作业6 BVH包围盒加速

inline Intersection Triangle::getIntersection(Ray ray)
{
    Intersection inter;

    if (dotProduct(ray.direction, normal) > 0)
        return inter;
    double u, v, t_tmp = 0;
    Vector3f pvec = crossProduct(ray.direction, e2);
    double det = dotProduct(e1, pvec);
    if (fabs(det) < EPSILON)
        return inter;

    double det_inv = 1. / det;
    Vector3f tvec = ray.origin - v0;
    u = dotProduct(tvec, pvec) * det_inv;
    if (u < 0 || u > 1)
        return inter;
    Vector3f qvec = crossProduct(tvec, e1);
    v = dotProduct(ray.direction, qvec) * det_inv;
    if (v < 0 || u + v > 1)
        return inter;
    t_tmp = dotProduct(e2, qvec) * det_inv;

    // TODO find ray triangle intersection
    //和作业5差不多，需要讲一些值赋给Intersection。
    if(t_tmp>EPSILON&&u>EPSILON&&v>EPSILON&&1-u-v>EPSILON) {
        inter.happened = true;
        inter.coords = ray.origin+t_tmp*ray.direction;
        inter.normal = normal;
        inter.distance = t_tmp;
        inter.obj = this;
        inter.m = m;
    }

    return inter;
}

inline bool Bounds3::IntersectP(const Ray& ray, const Vector3f& invDir,
                                const std::array<int, 3>& dirIsNeg) const
{
    // invDir: ray direction(x,y,z), invDir=(1.0/x,1.0/y,1.0/z), use this because Multiply is faster that Division,光线，光线方向的倒数，光线的方向是否是反的
    // dirIsNeg: ray direction(x,y,z), dirIsNeg=[int(x>0),int(y>0),int(z>0)], use this to simplify your logic
    // TODO test if ray bound intersects就是求每个面的进入时间、离开时间，然后进入时间取最大，离开时间取最小，然后判断，课上讲过，知道参数代表的意义，容易写出来。
    float t_mi_x = (pMin.x-ray.origin.x)*invDir[0];
    float t_mi_y = (pMin.y-ray.origin.y)*invDir[1];
    float t_mi_z = (pMin.z-ray.origin.z)*invDir[2];
    
    float t_ma_x = (pMax.x-ray.origin.x)*invDir[0];
    float t_ma_y = (pMax.y-ray.origin.y)*invDir[1];
    float t_ma_z = (pMax.z-ray.origin.z)*invDir[2];

    if(!dirIsNeg[0]) {
        float tmp = t_mi_x;
        t_mi_x = t_ma_x;
        t_ma_x = tmp;
    }

    if(!dirIsNeg[1]) {
        float tmp = t_mi_y;
        t_mi_y = t_ma_y;
        t_ma_y = tmp;
    }

    if(!dirIsNeg[2]) {
        float tmp = t_mi_z;
        t_mi_z = t_ma_z;
        t_ma_z = tmp;
    }

    float t_enter = fmax(t_mi_x,fmax(t_mi_y,t_mi_z));
    float t_exit = fmin(t_ma_x,fmin(t_ma_y,t_ma_z));
    if(t_enter<=t_exit&&t_exit>=0) return true;
    return false;
}

Intersection BVHAccel::getIntersection(BVHBuildNode* node, const Ray& ray) const
{
    // TODO Traverse the BVH to find intersection
    // 首先是个递归的过程，还是先要把光线方向的正反求出来。
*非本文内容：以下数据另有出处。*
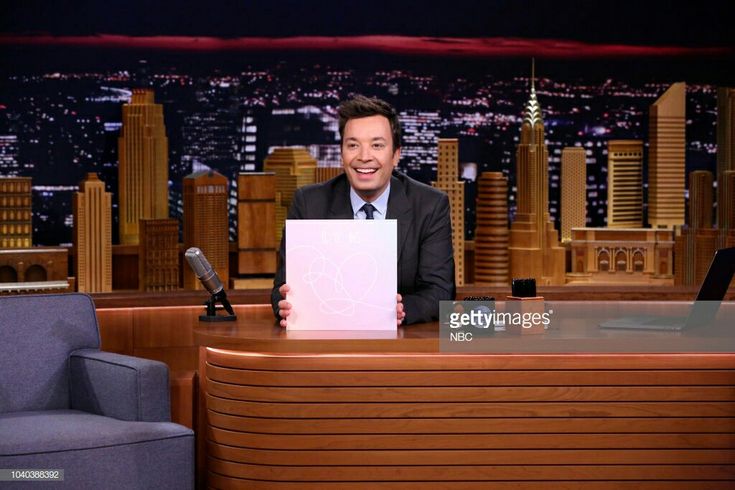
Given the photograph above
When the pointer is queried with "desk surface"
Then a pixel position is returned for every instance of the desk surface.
(577, 331)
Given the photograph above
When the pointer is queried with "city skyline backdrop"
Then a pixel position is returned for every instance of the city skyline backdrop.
(229, 100)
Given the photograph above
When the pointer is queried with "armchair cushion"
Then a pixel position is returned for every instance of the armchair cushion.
(123, 387)
(37, 334)
(96, 451)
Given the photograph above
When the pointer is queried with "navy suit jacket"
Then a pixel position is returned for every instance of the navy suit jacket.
(425, 257)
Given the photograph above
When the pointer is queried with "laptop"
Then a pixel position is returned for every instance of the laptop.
(711, 293)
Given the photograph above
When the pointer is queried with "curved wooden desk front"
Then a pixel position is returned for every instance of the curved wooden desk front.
(284, 412)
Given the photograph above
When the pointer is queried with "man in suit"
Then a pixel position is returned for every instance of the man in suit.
(370, 188)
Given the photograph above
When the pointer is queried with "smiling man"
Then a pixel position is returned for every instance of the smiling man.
(371, 188)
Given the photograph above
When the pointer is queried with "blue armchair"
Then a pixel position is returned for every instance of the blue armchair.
(103, 418)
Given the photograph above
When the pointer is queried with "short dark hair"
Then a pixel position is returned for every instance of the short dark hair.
(360, 106)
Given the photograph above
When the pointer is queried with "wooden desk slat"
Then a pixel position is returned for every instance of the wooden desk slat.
(220, 481)
(473, 456)
(518, 425)
(473, 410)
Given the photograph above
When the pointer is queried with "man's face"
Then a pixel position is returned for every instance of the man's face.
(368, 156)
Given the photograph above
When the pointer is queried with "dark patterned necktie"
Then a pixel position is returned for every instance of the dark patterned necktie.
(369, 210)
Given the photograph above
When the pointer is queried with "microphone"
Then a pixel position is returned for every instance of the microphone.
(203, 270)
(211, 282)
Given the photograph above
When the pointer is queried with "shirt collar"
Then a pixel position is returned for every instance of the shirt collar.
(381, 204)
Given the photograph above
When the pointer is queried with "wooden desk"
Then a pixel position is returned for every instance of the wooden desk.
(285, 412)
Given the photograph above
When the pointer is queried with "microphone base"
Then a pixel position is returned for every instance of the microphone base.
(211, 309)
(217, 318)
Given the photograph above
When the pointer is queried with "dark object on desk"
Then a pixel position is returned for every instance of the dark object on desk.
(705, 306)
(523, 288)
(212, 283)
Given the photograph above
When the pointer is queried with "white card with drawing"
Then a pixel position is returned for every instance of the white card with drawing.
(342, 274)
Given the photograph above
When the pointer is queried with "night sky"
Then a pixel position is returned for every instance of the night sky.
(641, 22)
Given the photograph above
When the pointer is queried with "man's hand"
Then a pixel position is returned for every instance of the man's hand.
(284, 307)
(400, 314)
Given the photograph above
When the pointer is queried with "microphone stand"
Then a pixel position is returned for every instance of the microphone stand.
(212, 308)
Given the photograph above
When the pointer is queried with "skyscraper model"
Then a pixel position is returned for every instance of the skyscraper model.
(666, 170)
(447, 170)
(534, 243)
(93, 236)
(143, 168)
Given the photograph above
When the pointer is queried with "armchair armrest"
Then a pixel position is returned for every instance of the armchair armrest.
(118, 386)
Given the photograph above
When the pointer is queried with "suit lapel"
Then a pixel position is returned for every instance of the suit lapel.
(399, 208)
(340, 206)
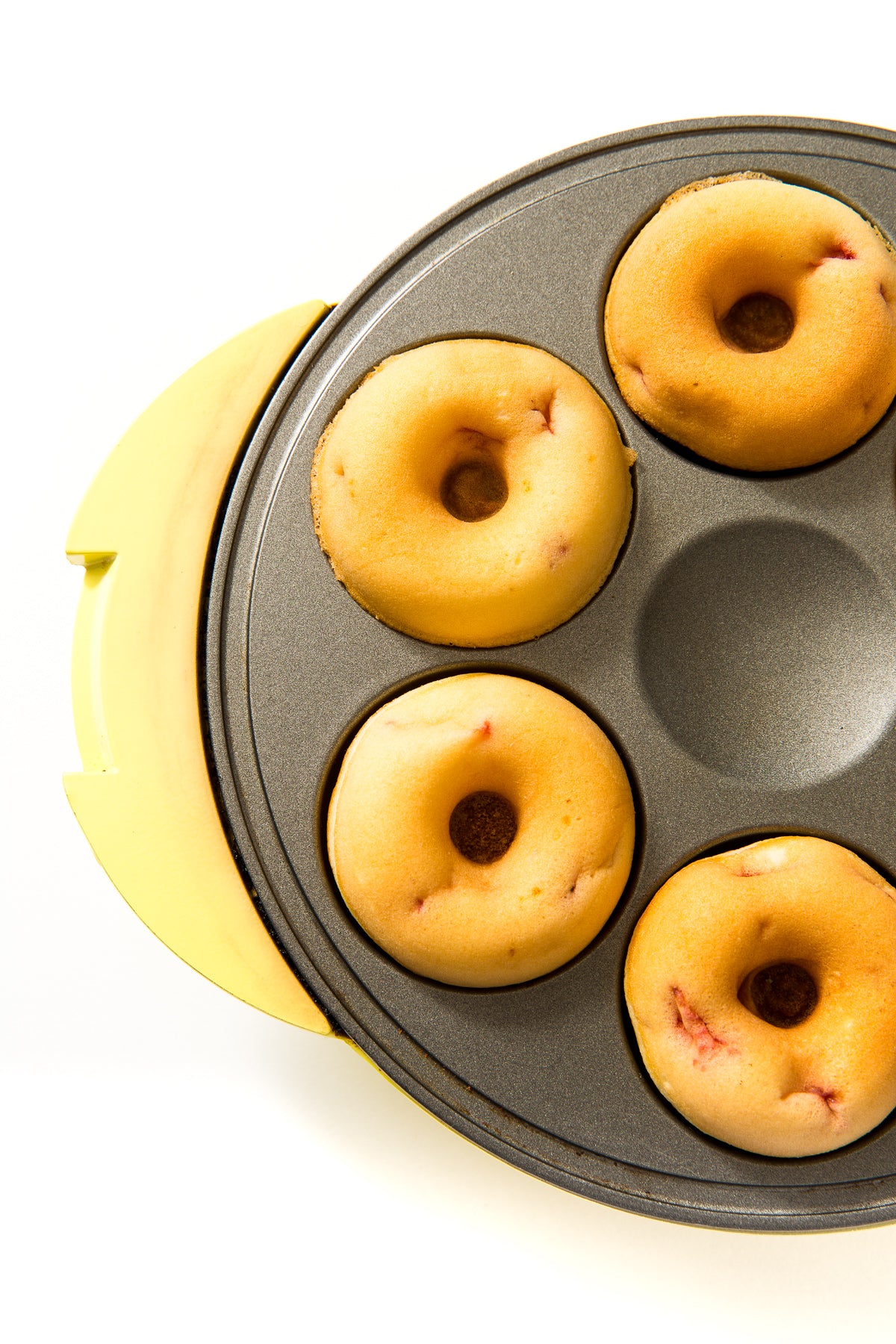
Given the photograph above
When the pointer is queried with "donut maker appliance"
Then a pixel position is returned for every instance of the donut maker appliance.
(742, 656)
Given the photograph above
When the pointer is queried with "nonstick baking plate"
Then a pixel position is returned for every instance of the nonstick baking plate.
(742, 658)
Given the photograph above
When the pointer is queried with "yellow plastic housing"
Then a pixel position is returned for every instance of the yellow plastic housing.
(144, 799)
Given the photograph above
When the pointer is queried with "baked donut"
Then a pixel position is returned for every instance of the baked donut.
(754, 323)
(481, 830)
(472, 492)
(762, 989)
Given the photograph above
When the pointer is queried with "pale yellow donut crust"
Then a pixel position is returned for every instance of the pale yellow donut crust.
(376, 492)
(399, 874)
(786, 408)
(781, 1092)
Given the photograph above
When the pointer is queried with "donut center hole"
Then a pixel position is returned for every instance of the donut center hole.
(758, 323)
(782, 995)
(474, 488)
(482, 827)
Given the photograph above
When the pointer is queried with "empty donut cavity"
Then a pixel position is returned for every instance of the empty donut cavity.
(783, 995)
(758, 324)
(482, 827)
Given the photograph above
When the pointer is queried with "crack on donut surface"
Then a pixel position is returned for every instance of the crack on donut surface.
(482, 827)
(474, 490)
(695, 1026)
(758, 324)
(782, 995)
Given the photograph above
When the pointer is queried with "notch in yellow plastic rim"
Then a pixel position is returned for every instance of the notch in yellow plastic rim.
(144, 799)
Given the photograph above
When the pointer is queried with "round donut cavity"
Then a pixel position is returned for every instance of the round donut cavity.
(753, 322)
(481, 830)
(472, 492)
(761, 984)
(482, 826)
然后
    // 如果这个节点和光线不相交，直接返回
    // 如果这个节点是叶子节点，那么直接计算和这个节点的物体的相交。
    // 然后分别求左儿子右儿子的相交，返回距离小的一个，因为光线先打到距离小的那个嘛。
    std::array<int,3> dirIsNeg;
    dirIsNeg[0] = (ray.direction[0]>0);
    dirIsNeg[1] = (ray.direction[1]>0);
    dirIsNeg[2] = (ray.direction[2]>0);

    Intersection inter;
    if(!node->bounds.IntersectP(ray,ray.direction_inv,dirIsNeg)) {
        return inter;
    }
    if(node->left==nullptr&&node->right==nullptr) {
        return node->object->getIntersection(ray);
    }
    Intersection lson = getIntersection(node->left,ray);
    Intersection rson = getIntersection(node->right,ray);
    if(lson.distance<rson.distance) return lson;
    else return rson;
}